La nueva “Ortografía de la lengua” dispone que el adjetivo “ex” también se escriba unido cuando afecte a una solo palabra, así que ahora escribiremos “exdirector”, y separado solo cuando afecte a más de una palabra, como en “ex director general”.
Pareciera que esta norma busca hacer coincidir la escritura con la pronunciación de la lengua. Recuérdese que cuando empleamos la expresión “ex director”, por ejemplo, la pronunciamos como una sola palabra, tal y como la escribiremos ahora. En este sentido, el académico Salvador Gutiérrez Ordóñez ha dicho: “La ortografía del español no está tan alejada de la pronunciación gracias a cambios como estos”.

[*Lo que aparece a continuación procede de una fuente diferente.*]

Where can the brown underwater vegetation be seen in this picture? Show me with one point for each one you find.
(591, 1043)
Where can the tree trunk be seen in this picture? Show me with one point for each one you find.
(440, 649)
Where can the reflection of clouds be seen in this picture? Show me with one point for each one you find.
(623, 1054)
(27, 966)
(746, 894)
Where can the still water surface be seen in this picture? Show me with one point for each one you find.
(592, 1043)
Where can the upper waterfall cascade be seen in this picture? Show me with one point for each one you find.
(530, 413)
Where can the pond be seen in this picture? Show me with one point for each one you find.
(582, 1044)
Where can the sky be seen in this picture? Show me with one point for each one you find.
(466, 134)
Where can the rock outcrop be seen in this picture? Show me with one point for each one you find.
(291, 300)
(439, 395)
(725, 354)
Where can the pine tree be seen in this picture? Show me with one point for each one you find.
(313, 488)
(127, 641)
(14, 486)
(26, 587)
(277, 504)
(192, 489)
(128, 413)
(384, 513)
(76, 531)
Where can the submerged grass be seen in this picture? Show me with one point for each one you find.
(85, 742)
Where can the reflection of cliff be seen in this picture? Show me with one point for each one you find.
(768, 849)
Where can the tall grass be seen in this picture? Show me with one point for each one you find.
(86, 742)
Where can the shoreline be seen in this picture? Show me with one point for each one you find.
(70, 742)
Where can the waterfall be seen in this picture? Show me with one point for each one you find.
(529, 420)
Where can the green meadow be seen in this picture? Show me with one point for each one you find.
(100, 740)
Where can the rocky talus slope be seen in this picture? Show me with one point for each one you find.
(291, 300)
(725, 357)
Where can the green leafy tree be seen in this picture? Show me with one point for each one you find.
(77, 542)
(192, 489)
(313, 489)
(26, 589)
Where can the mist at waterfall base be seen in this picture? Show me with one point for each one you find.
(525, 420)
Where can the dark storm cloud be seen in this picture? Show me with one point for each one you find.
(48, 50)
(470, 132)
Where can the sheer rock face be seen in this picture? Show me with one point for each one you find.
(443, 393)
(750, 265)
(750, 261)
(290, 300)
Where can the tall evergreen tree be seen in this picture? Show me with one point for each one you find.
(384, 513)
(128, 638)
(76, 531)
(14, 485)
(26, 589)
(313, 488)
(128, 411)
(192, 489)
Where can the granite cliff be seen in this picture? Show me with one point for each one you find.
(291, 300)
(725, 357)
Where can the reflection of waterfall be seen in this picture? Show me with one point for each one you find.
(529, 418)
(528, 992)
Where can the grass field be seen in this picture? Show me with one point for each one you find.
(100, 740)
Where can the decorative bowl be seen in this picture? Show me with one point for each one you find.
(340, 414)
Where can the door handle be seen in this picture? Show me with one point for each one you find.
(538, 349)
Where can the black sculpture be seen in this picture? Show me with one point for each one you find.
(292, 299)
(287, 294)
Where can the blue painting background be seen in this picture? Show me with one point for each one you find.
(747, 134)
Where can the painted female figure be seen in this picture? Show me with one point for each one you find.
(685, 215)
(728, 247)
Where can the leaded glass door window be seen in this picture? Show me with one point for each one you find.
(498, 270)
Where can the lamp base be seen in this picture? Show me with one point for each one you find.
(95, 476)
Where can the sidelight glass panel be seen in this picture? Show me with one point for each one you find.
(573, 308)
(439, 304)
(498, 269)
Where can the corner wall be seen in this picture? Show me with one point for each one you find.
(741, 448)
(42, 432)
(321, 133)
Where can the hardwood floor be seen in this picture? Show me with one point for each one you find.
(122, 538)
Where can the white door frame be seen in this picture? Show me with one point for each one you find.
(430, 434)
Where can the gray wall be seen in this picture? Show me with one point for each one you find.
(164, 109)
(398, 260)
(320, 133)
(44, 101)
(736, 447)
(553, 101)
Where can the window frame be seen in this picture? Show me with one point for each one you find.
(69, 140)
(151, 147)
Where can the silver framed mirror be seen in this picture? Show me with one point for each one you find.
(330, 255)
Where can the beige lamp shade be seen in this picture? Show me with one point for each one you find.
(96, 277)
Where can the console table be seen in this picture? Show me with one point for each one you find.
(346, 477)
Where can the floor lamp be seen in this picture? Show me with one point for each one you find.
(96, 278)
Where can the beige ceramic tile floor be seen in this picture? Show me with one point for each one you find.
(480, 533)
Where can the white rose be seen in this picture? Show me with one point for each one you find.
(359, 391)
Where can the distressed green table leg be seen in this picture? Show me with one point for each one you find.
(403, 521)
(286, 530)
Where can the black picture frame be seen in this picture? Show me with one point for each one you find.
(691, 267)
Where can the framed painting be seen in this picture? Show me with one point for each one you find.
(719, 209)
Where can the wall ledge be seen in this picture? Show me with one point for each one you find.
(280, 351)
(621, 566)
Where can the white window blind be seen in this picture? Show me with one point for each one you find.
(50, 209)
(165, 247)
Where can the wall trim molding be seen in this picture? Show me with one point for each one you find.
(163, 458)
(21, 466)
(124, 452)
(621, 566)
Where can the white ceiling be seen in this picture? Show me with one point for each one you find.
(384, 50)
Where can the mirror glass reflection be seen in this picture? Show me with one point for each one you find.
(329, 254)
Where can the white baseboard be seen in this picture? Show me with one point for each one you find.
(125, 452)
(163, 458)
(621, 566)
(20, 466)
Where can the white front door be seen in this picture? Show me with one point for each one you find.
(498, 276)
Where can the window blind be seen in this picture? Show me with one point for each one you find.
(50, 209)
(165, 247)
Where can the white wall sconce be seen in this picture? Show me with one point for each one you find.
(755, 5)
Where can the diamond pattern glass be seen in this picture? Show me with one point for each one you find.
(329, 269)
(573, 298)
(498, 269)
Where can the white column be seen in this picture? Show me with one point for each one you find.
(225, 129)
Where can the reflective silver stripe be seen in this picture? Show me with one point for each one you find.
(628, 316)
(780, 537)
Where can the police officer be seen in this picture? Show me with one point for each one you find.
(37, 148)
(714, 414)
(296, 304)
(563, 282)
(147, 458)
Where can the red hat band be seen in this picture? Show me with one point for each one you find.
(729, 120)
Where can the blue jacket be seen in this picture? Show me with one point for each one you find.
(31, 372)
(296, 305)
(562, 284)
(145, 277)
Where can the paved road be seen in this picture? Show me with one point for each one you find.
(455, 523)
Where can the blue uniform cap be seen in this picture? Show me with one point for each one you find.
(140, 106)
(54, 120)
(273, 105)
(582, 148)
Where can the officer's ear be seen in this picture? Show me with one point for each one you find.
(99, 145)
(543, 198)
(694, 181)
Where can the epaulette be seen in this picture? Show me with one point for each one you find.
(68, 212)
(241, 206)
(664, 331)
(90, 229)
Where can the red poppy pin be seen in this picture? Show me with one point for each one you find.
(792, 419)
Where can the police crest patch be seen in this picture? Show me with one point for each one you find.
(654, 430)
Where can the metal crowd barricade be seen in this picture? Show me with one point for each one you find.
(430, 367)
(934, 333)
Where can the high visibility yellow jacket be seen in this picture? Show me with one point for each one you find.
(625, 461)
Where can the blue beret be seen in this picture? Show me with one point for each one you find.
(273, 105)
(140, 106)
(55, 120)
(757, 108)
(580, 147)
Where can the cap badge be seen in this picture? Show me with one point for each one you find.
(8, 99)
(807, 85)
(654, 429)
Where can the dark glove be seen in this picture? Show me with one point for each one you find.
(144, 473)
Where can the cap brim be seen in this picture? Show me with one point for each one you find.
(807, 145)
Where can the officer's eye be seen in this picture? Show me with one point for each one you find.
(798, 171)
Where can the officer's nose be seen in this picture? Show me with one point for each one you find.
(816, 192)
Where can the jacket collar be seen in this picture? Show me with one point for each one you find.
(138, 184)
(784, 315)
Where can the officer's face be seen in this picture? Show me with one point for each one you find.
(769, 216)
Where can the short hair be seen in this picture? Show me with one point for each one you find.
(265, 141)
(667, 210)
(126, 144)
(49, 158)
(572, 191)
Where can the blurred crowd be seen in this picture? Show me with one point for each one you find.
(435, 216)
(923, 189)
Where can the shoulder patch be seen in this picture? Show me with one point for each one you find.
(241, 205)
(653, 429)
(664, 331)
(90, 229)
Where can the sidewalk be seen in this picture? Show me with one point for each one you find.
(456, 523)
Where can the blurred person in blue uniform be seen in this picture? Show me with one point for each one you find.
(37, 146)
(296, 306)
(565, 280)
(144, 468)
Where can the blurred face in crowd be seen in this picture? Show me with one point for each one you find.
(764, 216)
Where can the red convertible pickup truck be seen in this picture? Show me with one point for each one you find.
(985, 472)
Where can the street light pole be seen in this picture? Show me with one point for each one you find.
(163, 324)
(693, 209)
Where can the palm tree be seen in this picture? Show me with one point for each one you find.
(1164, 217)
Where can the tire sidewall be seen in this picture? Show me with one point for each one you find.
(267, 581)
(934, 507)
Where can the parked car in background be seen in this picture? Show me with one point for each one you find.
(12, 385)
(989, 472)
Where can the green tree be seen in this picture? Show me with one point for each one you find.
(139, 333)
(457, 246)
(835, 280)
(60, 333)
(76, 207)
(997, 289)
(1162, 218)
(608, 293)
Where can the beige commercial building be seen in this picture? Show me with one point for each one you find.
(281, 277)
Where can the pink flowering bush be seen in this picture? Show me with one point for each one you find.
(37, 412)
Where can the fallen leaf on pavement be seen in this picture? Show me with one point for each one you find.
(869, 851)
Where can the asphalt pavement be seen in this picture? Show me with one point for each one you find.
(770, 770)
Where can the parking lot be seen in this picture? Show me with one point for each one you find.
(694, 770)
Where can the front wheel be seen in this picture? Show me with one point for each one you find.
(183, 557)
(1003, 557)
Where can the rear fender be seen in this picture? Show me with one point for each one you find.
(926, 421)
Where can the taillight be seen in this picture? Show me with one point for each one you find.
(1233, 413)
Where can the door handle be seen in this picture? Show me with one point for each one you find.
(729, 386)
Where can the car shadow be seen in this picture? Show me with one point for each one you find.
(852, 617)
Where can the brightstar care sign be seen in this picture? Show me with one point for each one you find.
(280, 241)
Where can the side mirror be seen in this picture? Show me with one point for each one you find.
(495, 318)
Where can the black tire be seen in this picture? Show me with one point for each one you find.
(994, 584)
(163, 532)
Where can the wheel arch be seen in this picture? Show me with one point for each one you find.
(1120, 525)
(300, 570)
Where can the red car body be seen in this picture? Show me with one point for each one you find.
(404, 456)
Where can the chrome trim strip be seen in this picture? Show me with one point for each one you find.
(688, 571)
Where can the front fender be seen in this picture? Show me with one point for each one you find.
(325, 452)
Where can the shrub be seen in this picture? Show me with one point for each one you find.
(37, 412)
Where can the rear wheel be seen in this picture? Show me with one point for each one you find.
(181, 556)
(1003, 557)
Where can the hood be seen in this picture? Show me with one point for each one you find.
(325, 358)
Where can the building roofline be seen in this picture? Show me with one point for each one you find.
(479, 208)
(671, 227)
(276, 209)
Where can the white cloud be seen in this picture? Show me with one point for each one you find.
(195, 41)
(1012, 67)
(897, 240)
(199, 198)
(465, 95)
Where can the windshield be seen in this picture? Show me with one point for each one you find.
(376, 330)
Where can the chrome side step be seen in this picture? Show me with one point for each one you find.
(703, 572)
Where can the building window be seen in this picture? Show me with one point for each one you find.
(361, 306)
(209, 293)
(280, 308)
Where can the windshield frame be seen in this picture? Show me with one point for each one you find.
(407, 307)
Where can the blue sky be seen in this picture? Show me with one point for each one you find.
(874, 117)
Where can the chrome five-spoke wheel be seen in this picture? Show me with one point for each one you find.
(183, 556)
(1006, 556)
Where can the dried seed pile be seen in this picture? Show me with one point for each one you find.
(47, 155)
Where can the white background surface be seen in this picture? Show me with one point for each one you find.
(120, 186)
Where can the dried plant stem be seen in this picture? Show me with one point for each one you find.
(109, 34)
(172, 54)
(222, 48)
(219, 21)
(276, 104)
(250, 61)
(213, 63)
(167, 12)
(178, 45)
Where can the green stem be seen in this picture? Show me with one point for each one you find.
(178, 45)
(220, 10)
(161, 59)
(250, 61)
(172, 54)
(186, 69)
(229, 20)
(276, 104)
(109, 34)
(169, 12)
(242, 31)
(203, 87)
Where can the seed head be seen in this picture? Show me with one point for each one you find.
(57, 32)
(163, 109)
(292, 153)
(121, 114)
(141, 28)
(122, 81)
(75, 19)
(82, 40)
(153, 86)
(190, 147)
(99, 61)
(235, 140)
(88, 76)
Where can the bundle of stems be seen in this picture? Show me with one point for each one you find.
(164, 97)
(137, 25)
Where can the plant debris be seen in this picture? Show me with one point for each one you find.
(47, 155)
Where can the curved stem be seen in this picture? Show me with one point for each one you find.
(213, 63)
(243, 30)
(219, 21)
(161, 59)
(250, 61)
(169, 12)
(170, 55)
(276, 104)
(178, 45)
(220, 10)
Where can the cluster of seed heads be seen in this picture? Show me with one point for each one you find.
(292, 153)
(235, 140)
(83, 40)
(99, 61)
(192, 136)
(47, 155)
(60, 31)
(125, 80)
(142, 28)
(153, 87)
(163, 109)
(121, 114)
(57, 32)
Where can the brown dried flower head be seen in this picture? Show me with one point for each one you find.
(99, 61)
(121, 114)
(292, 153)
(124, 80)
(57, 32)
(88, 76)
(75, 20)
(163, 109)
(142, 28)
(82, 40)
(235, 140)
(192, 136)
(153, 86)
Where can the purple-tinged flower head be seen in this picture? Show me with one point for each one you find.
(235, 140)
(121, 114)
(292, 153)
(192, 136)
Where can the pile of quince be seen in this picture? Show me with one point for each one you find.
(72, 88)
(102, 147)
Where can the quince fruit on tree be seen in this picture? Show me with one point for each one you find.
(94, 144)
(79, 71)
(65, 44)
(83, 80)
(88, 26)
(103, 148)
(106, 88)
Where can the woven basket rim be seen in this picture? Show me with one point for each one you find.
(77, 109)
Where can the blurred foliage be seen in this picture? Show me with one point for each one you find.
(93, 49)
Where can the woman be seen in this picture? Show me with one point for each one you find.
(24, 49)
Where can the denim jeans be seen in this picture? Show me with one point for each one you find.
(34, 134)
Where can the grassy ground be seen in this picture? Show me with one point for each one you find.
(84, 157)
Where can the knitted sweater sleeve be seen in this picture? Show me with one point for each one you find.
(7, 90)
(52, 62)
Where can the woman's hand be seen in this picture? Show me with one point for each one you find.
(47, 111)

De acuerdo con los cambios que hemos comentado, podemos decir que la nueva “Ortografía de la lengua” busca eliminar las incoherencias y unificar la ortografía del español, modernizarla y explicarla de forma exhaustiva y sencilla. Esto hará más fácil para todos los hispanohablantes el aprendizaje y aplicación de las reglas ortográficas.
Reglas
ENSEÑANZA. Con las nuevas reglas ortográficas que manda la Academia de la Lengua Española, las escuelas deberán modificar sus enseñanzas.
CAMBIANTE. La RAE ha demostrado nuevamente su voluntad de adaptación a la evolución que se da en el mundo hispanohablante.
OFICIALIZACIÓN. Estas nuevas propuestas serán oficializadas a finales del presente mes cuando se lleve a cabo en Guadalajara la Feria Internacional del Libro.